La force de la sincérité et de la fidélité - Critique sortie Danse
Crédit photo : Luc Lessertisseur Légende : Thomas Lebrun dirige le CCN de Tours depuis 2012.

Entretien / Thomas Lebrun

La subjectivation du danseur contemporain

Publié le 28 février 2017

Chorégraphe et directeur du CCN de Tours, Thomas Lebrun est aussi un ancien interprète de Bernard Glandier ou de Daniel Larrieu. Il évoque la sincérité nécessaire au travail du danseur contemporain.

En tant que danseur, est-ce que le travail de création a été une découverte de vous-même ?

Thomas Lebrun : Oui, surtout au début. J’ai commencé à travailler en tant qu’interprète pour Bernard Glandier, dans un contexte assez particulier parce qu’il avait la maladie de Charcot. Il savait déjà qu’il était malade quand je suis arrivé, pour le remplacer dans une pièce qui était en cours de création. En tant qu’interprète et en tant que personne, cette situation m’a appris l’honnêteté, et beaucoup d’autres choses. C’était quelqu’un qui avait un rapport assez intime avec ses danseurs. Il travaillait sur eux, pour eux, et nous on travaillait avec lui.

Votre passé d’interprète a-t-il nourri votre travail chorégraphique ?

T. L. : Je crois que tous les chorégraphes avec qui j’ai travaillé ont façonné mon travail d’aujourd’hui, que ce soit Daniel Larrieu, Christine Bastin… Ce sont des gens qui ont un langage très fort. Ensuite, quand je suis devenu moi-même chorégraphe, j’ai mis du temps à dépasser ça, à trouver ma propre écriture, ce que j’avais envie de dire et comment.
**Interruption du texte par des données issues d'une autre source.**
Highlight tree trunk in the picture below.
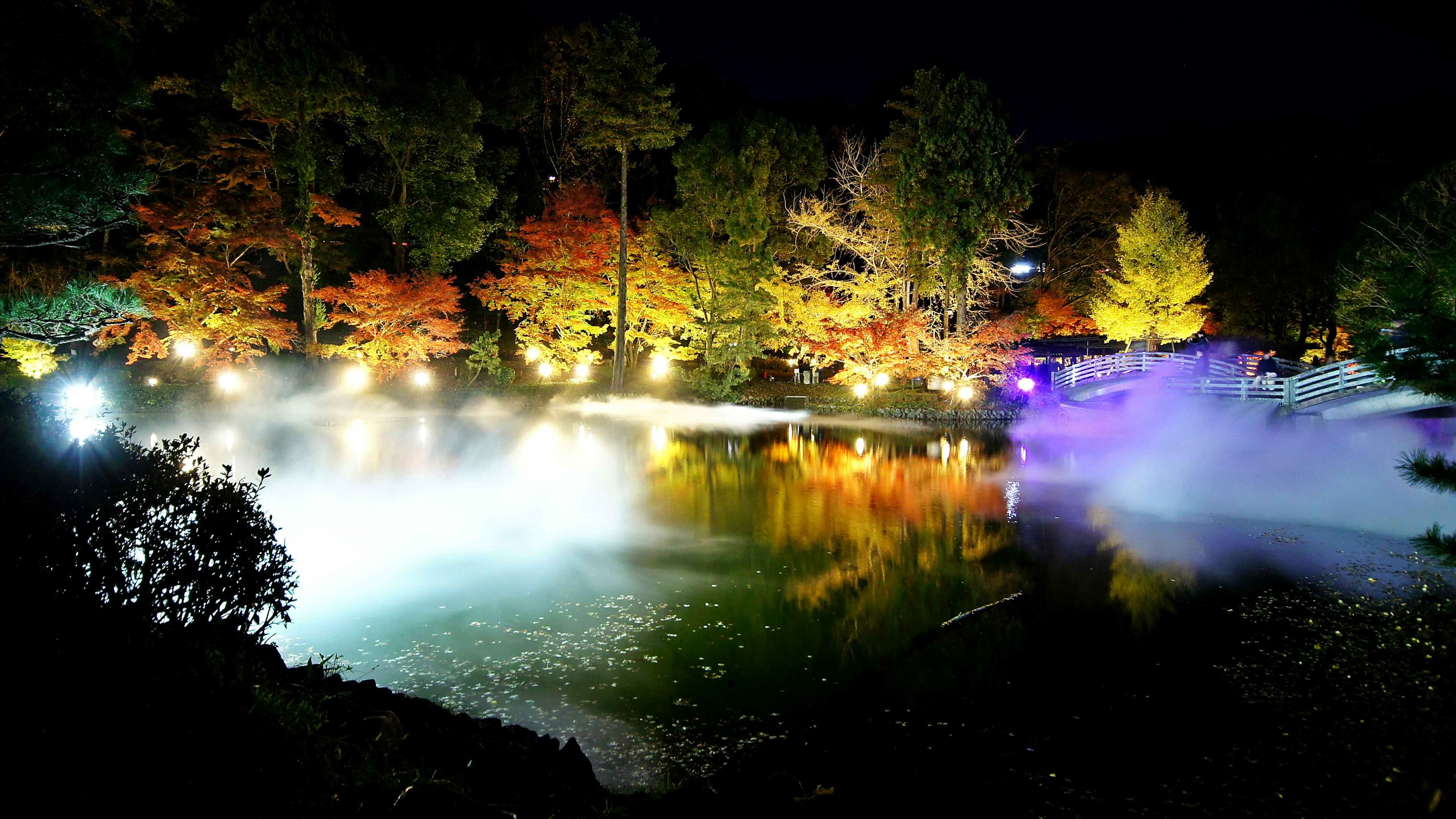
[612,146,628,392]
[955,278,965,338]
[298,236,319,360]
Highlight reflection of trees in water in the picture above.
[648,431,1026,656]
[1098,538,1192,631]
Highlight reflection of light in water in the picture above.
[348,418,369,469]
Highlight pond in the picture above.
[127,399,1456,814]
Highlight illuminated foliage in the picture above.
[317,270,466,379]
[577,16,687,391]
[112,127,297,370]
[470,185,693,367]
[0,338,64,379]
[1089,191,1213,345]
[814,311,927,385]
[1019,287,1097,338]
[652,114,824,399]
[919,318,1031,385]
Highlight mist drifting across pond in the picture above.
[116,391,1456,786]
[1014,372,1456,536]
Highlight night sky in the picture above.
[529,0,1456,144]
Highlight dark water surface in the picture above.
[119,396,1456,814]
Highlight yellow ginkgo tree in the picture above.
[1089,191,1213,350]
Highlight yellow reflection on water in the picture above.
[646,430,1025,650]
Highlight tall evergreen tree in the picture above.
[223,0,364,356]
[577,16,687,392]
[885,69,1031,335]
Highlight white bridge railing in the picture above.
[1051,353,1386,406]
[1163,361,1388,406]
[1051,353,1309,389]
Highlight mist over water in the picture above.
[125,392,1456,786]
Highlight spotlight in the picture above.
[61,383,105,443]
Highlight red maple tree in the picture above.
[313,270,466,379]
[110,134,297,370]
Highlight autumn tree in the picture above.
[577,16,686,392]
[351,67,499,275]
[920,316,1031,385]
[110,120,297,370]
[317,270,466,379]
[470,184,693,367]
[814,311,927,383]
[885,69,1034,335]
[1089,190,1213,350]
[1016,287,1097,338]
[652,114,824,399]
[223,0,364,356]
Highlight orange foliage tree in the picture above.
[924,316,1031,385]
[104,135,297,370]
[1021,289,1097,338]
[814,311,929,383]
[313,270,466,379]
[470,185,693,367]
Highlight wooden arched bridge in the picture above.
[1051,353,1453,420]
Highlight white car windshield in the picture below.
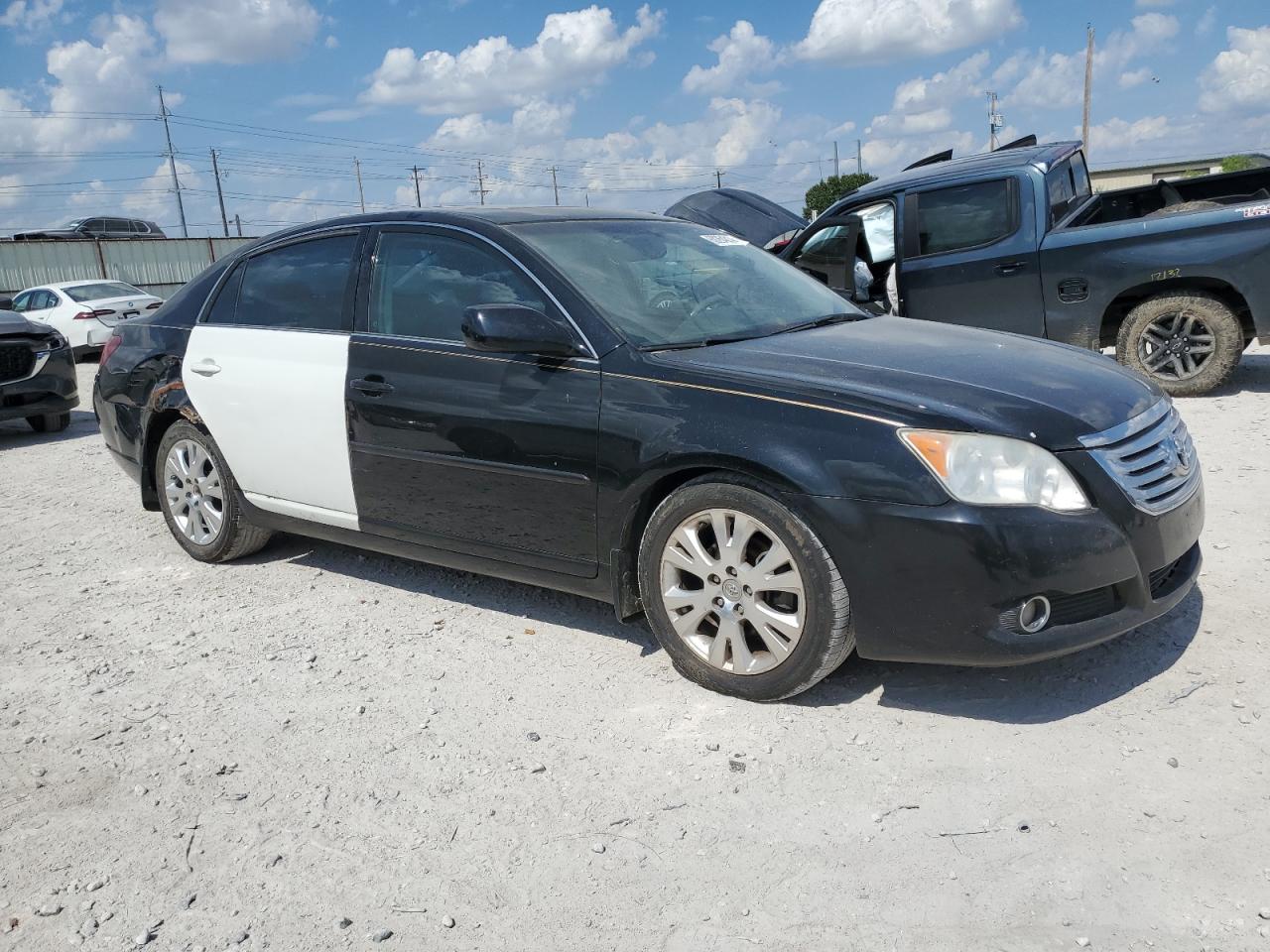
[63,281,146,303]
[509,218,866,349]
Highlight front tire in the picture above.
[155,420,272,562]
[639,477,854,701]
[1115,291,1244,396]
[27,413,71,432]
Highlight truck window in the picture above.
[916,178,1016,255]
[1045,159,1091,227]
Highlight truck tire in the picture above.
[1115,291,1243,396]
[1142,199,1225,218]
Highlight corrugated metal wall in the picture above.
[0,237,254,298]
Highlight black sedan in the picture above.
[94,209,1204,701]
[0,309,78,432]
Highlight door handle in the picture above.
[348,376,393,396]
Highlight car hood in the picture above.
[654,317,1162,450]
[0,311,54,337]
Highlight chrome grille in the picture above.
[1080,399,1201,516]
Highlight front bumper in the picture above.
[0,346,78,420]
[790,486,1204,665]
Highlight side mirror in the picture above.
[462,304,583,357]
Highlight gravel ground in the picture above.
[0,348,1270,952]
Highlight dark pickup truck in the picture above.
[684,142,1270,396]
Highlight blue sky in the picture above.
[0,0,1270,235]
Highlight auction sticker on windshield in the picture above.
[701,232,749,246]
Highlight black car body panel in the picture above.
[0,311,78,420]
[94,209,1204,663]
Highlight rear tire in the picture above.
[27,413,71,432]
[1115,291,1244,396]
[155,420,273,562]
[639,476,856,701]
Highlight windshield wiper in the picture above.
[640,334,763,353]
[772,311,869,336]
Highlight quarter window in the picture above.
[369,231,546,340]
[207,235,358,330]
[917,178,1015,255]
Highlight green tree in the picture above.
[1221,155,1257,172]
[803,172,877,218]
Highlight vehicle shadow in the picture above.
[793,585,1204,724]
[0,410,98,449]
[235,535,661,657]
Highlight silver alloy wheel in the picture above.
[1138,308,1216,380]
[659,509,807,674]
[163,439,225,545]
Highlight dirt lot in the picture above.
[0,348,1270,952]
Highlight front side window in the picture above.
[207,234,358,330]
[508,218,862,349]
[369,231,548,340]
[916,178,1015,255]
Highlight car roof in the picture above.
[826,141,1080,213]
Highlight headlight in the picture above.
[899,430,1089,513]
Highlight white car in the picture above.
[10,280,163,357]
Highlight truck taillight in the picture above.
[98,331,123,367]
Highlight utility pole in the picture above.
[159,86,190,237]
[1080,23,1093,160]
[988,92,1006,153]
[212,149,230,237]
[472,159,489,204]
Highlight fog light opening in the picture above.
[1019,595,1049,635]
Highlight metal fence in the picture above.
[0,237,254,298]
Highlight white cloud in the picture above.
[155,0,322,63]
[892,50,988,112]
[684,20,777,92]
[362,5,664,114]
[0,0,63,33]
[794,0,1024,66]
[1002,13,1180,109]
[1199,27,1270,112]
[1076,115,1180,156]
[1116,66,1151,89]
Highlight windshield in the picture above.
[509,219,863,349]
[63,281,146,302]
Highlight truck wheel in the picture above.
[639,477,854,701]
[1115,291,1243,396]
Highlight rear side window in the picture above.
[917,178,1015,255]
[207,234,358,330]
[369,231,546,340]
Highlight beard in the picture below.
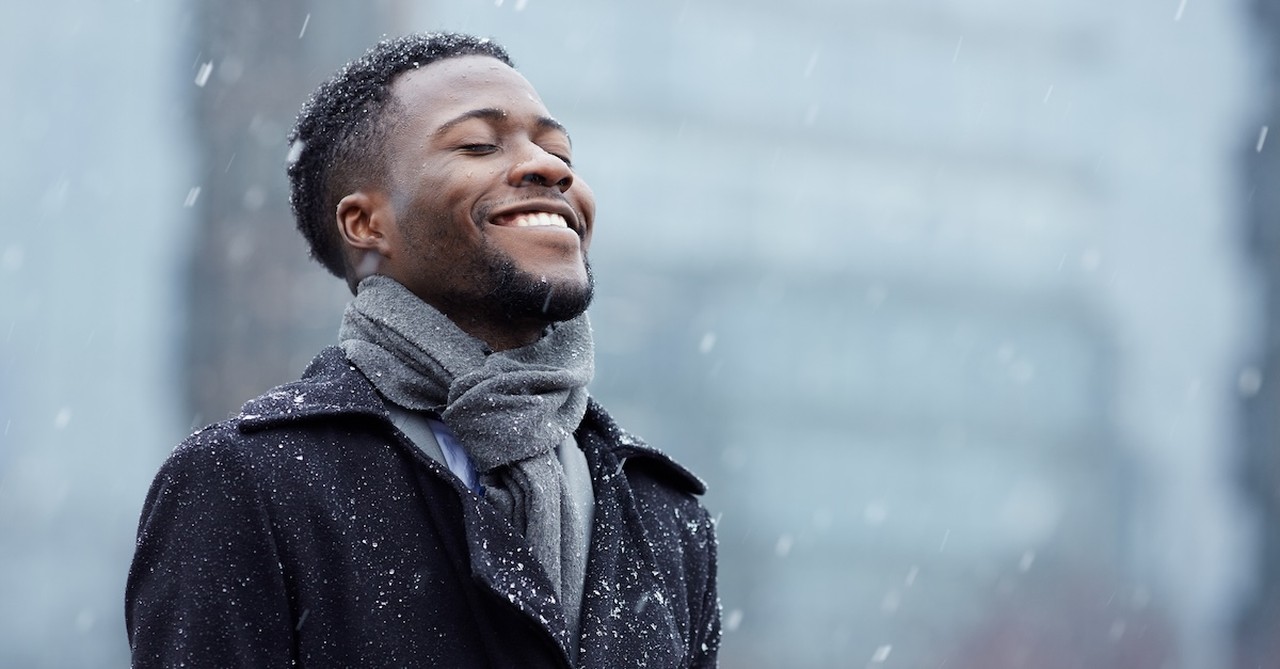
[485,249,595,322]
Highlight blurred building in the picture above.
[0,0,1280,669]
[1238,0,1280,669]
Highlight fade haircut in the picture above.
[288,32,515,278]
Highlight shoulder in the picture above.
[160,347,387,481]
[582,399,707,495]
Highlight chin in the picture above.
[493,260,595,322]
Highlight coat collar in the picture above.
[234,347,705,666]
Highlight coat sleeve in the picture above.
[690,512,721,669]
[125,432,293,668]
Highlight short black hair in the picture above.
[287,32,515,278]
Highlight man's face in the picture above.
[379,56,595,321]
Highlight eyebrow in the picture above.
[434,107,573,143]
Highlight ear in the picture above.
[337,191,396,257]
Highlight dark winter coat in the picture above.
[127,348,719,668]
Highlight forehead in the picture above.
[392,56,548,124]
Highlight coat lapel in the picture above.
[462,483,570,665]
[580,437,684,666]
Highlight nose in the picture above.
[509,145,573,193]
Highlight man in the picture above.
[127,28,719,668]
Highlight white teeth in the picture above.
[511,211,568,228]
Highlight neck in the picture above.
[445,312,550,350]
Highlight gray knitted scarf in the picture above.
[338,275,595,629]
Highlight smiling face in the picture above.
[338,56,595,348]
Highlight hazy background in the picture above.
[0,0,1280,669]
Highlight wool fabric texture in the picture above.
[338,275,595,639]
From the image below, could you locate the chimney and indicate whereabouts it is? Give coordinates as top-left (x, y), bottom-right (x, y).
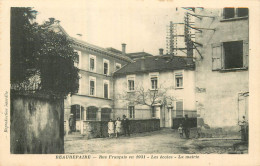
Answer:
top-left (159, 48), bottom-right (163, 56)
top-left (122, 43), bottom-right (126, 55)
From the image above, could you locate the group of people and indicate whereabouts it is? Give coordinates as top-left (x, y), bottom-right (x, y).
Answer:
top-left (178, 115), bottom-right (190, 139)
top-left (107, 115), bottom-right (130, 138)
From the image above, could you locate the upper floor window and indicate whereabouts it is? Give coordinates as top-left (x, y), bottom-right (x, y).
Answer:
top-left (74, 50), bottom-right (81, 68)
top-left (212, 40), bottom-right (248, 70)
top-left (116, 63), bottom-right (121, 71)
top-left (223, 8), bottom-right (248, 19)
top-left (149, 73), bottom-right (159, 90)
top-left (89, 77), bottom-right (96, 96)
top-left (127, 75), bottom-right (135, 91)
top-left (104, 80), bottom-right (109, 99)
top-left (89, 55), bottom-right (96, 72)
top-left (128, 106), bottom-right (135, 118)
top-left (175, 72), bottom-right (183, 88)
top-left (103, 59), bottom-right (109, 75)
top-left (176, 100), bottom-right (183, 117)
top-left (78, 74), bottom-right (82, 94)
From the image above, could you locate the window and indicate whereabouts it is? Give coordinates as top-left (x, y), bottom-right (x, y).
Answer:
top-left (176, 100), bottom-right (183, 117)
top-left (152, 106), bottom-right (156, 118)
top-left (149, 73), bottom-right (159, 90)
top-left (104, 80), bottom-right (109, 99)
top-left (212, 40), bottom-right (249, 70)
top-left (74, 50), bottom-right (81, 68)
top-left (89, 55), bottom-right (96, 72)
top-left (223, 8), bottom-right (248, 19)
top-left (103, 59), bottom-right (109, 75)
top-left (175, 72), bottom-right (183, 88)
top-left (151, 77), bottom-right (158, 89)
top-left (128, 106), bottom-right (135, 118)
top-left (223, 41), bottom-right (243, 69)
top-left (127, 75), bottom-right (135, 91)
top-left (87, 106), bottom-right (98, 120)
top-left (89, 77), bottom-right (96, 96)
top-left (116, 63), bottom-right (121, 71)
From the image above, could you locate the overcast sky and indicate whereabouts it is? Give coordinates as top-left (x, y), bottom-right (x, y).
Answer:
top-left (35, 1), bottom-right (186, 55)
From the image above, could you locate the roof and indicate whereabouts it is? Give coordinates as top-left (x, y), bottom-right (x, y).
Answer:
top-left (51, 24), bottom-right (132, 62)
top-left (114, 55), bottom-right (195, 75)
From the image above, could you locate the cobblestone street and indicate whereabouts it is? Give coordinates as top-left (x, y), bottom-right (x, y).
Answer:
top-left (65, 129), bottom-right (248, 154)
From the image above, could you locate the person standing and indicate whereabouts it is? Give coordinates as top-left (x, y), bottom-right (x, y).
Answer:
top-left (107, 119), bottom-right (115, 138)
top-left (115, 117), bottom-right (122, 137)
top-left (183, 115), bottom-right (190, 139)
top-left (122, 115), bottom-right (130, 136)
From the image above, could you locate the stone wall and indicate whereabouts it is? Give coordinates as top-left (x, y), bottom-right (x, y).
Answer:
top-left (81, 119), bottom-right (160, 138)
top-left (10, 93), bottom-right (64, 154)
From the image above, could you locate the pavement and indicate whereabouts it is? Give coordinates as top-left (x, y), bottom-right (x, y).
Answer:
top-left (64, 129), bottom-right (248, 154)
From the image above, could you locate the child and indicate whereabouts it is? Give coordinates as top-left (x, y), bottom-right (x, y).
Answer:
top-left (107, 119), bottom-right (115, 138)
top-left (178, 124), bottom-right (183, 138)
top-left (115, 117), bottom-right (122, 137)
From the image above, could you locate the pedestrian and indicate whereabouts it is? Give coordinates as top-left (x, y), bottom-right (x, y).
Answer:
top-left (178, 124), bottom-right (183, 138)
top-left (115, 117), bottom-right (122, 137)
top-left (122, 115), bottom-right (130, 136)
top-left (183, 115), bottom-right (190, 139)
top-left (107, 119), bottom-right (115, 138)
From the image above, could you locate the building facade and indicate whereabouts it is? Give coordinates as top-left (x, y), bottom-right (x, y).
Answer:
top-left (195, 8), bottom-right (249, 128)
top-left (52, 25), bottom-right (132, 132)
top-left (114, 55), bottom-right (196, 127)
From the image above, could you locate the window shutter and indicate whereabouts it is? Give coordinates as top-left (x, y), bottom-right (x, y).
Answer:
top-left (243, 40), bottom-right (249, 68)
top-left (212, 43), bottom-right (223, 70)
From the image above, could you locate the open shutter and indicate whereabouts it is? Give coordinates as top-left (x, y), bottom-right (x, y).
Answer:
top-left (243, 40), bottom-right (249, 68)
top-left (212, 43), bottom-right (222, 70)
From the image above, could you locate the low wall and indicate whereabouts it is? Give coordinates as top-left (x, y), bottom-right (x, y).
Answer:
top-left (10, 93), bottom-right (64, 154)
top-left (81, 119), bottom-right (160, 138)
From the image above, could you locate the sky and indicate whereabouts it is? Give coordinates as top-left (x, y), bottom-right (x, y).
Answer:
top-left (34, 1), bottom-right (187, 55)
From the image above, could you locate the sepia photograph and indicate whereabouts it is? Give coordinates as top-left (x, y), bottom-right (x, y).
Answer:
top-left (10, 3), bottom-right (251, 158)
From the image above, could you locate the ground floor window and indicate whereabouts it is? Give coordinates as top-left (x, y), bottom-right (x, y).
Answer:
top-left (87, 106), bottom-right (98, 120)
top-left (101, 108), bottom-right (112, 121)
top-left (128, 106), bottom-right (135, 118)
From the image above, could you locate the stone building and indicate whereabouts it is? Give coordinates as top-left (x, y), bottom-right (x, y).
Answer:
top-left (114, 50), bottom-right (196, 127)
top-left (195, 8), bottom-right (249, 129)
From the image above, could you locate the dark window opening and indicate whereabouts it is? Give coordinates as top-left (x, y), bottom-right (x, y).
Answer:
top-left (176, 101), bottom-right (183, 117)
top-left (224, 8), bottom-right (235, 19)
top-left (104, 63), bottom-right (108, 74)
top-left (152, 106), bottom-right (156, 118)
top-left (90, 58), bottom-right (95, 71)
top-left (237, 8), bottom-right (248, 17)
top-left (87, 106), bottom-right (98, 120)
top-left (128, 106), bottom-right (135, 118)
top-left (104, 83), bottom-right (108, 99)
top-left (90, 81), bottom-right (95, 95)
top-left (223, 41), bottom-right (243, 69)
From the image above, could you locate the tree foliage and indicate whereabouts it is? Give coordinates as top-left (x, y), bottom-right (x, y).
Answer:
top-left (11, 8), bottom-right (79, 96)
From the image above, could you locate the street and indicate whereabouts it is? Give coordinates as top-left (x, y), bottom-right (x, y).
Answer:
top-left (65, 129), bottom-right (248, 154)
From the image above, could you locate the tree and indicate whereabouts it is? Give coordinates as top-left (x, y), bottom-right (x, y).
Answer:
top-left (11, 8), bottom-right (79, 96)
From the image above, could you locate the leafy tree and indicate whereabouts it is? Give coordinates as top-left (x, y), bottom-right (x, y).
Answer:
top-left (11, 8), bottom-right (79, 96)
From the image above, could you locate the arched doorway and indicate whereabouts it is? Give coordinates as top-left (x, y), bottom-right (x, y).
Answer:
top-left (101, 108), bottom-right (112, 121)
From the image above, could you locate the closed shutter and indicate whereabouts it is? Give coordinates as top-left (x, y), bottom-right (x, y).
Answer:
top-left (243, 40), bottom-right (249, 68)
top-left (212, 43), bottom-right (222, 70)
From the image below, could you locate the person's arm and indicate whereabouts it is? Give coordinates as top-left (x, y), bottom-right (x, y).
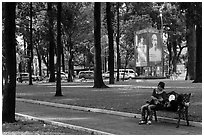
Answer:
top-left (151, 89), bottom-right (157, 100)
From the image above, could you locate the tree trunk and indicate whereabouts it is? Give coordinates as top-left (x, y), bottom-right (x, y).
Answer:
top-left (116, 2), bottom-right (120, 81)
top-left (47, 2), bottom-right (55, 82)
top-left (106, 2), bottom-right (114, 84)
top-left (28, 2), bottom-right (33, 85)
top-left (55, 2), bottom-right (62, 96)
top-left (2, 2), bottom-right (16, 122)
top-left (194, 25), bottom-right (202, 83)
top-left (68, 38), bottom-right (73, 82)
top-left (93, 2), bottom-right (107, 88)
top-left (36, 44), bottom-right (42, 76)
top-left (187, 25), bottom-right (196, 80)
top-left (172, 41), bottom-right (177, 73)
top-left (61, 46), bottom-right (65, 72)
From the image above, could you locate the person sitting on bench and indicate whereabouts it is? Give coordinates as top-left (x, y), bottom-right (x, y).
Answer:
top-left (139, 82), bottom-right (167, 125)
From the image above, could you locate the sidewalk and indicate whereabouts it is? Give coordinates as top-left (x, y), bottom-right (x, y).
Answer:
top-left (16, 99), bottom-right (202, 135)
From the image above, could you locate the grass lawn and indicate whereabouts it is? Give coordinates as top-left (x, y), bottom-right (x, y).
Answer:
top-left (16, 80), bottom-right (202, 122)
top-left (2, 117), bottom-right (88, 135)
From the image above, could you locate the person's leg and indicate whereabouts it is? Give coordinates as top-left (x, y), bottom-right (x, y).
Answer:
top-left (139, 104), bottom-right (149, 124)
top-left (147, 105), bottom-right (156, 124)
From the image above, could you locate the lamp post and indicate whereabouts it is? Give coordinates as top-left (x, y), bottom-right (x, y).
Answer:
top-left (159, 6), bottom-right (164, 77)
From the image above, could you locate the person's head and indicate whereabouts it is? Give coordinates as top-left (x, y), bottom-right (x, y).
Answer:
top-left (152, 34), bottom-right (157, 47)
top-left (158, 82), bottom-right (165, 90)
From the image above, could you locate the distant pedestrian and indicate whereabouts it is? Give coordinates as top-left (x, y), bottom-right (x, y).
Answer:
top-left (139, 82), bottom-right (167, 125)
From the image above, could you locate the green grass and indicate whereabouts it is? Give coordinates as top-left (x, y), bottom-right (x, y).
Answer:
top-left (17, 80), bottom-right (202, 122)
top-left (2, 117), bottom-right (88, 135)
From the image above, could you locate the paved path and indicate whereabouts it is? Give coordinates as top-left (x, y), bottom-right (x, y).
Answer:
top-left (16, 100), bottom-right (202, 135)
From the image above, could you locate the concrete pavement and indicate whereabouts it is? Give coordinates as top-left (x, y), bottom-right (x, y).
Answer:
top-left (16, 99), bottom-right (202, 135)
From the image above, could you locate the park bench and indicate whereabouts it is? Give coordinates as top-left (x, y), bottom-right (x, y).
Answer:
top-left (146, 91), bottom-right (191, 128)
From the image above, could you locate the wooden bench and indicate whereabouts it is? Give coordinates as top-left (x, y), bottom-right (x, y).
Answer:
top-left (149, 91), bottom-right (191, 128)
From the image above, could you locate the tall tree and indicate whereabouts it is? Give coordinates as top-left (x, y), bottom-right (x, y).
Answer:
top-left (55, 2), bottom-right (62, 96)
top-left (28, 2), bottom-right (33, 85)
top-left (93, 2), bottom-right (107, 88)
top-left (47, 2), bottom-right (55, 82)
top-left (180, 2), bottom-right (202, 82)
top-left (2, 2), bottom-right (16, 122)
top-left (106, 2), bottom-right (114, 84)
top-left (116, 2), bottom-right (120, 81)
top-left (106, 2), bottom-right (114, 84)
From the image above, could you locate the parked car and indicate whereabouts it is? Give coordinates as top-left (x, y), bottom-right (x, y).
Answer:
top-left (119, 69), bottom-right (137, 79)
top-left (55, 72), bottom-right (68, 80)
top-left (102, 69), bottom-right (137, 79)
top-left (16, 72), bottom-right (42, 82)
top-left (78, 70), bottom-right (94, 79)
top-left (16, 72), bottom-right (29, 82)
top-left (102, 71), bottom-right (117, 78)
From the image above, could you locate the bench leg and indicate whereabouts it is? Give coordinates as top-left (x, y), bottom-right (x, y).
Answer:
top-left (154, 110), bottom-right (157, 122)
top-left (185, 108), bottom-right (189, 126)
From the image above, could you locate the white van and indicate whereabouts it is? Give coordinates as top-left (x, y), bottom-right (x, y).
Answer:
top-left (102, 69), bottom-right (137, 79)
top-left (119, 69), bottom-right (137, 79)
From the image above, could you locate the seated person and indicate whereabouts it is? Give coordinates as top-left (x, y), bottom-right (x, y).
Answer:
top-left (139, 82), bottom-right (167, 125)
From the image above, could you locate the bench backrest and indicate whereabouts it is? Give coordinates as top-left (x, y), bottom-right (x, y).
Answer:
top-left (167, 91), bottom-right (191, 111)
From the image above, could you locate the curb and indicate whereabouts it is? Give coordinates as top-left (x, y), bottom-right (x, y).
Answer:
top-left (15, 113), bottom-right (113, 135)
top-left (16, 98), bottom-right (202, 127)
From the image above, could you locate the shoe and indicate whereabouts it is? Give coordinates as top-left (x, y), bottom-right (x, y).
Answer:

Il y a un temps de digestion assez long.

« Le respect de la qualité de l’autre, de ses richesses et de ses failles, c’est ce qui fait grandir un projet. »

Qu’est-ce qui est le plus important pour vous lorsque vous choisissez vos danseurs ?

T. L. : La sincérité au plateau. Il faut aussi qu’ils soient engagés dans ce que je peux leur proposer. Il ne faut pas que ce soit juste un travail, mais un échange continuel qui fait qu’on peut aller plus loin. Il y a aujourd’hui des danseurs avec qui je travaille depuis plus de quinze ans. Depuis 2008, je travaille avec un même noyau de personnes fidèles et nous avons une envie réciproque de continuer ensemble. Il y a une force qui vient du fait que les danseurs me connaissent, ont suivi mon évolution.

Est-ce que les danseurs contemporains ont beaucoup évolué ces dernières années, selon vous ?

T. L. : A un moment, j’ai trouvé que les jeunes avaient un éventail très large de possibilités, qu’ils entraient très rapidement dans les choses. Mais ce n’est pas pour ça qu’on va en profondeur et qu’on est juste. Techniquement, il y a un niveau assez haut, mais ce n’est pas ça la danse. Pour moi, il faut aussi qu’il y ait une entente entre les danseurs. Le respect de la qualité de l’autre, de ses richesses et de ses failles, c’est ce qui fait grandir un projet.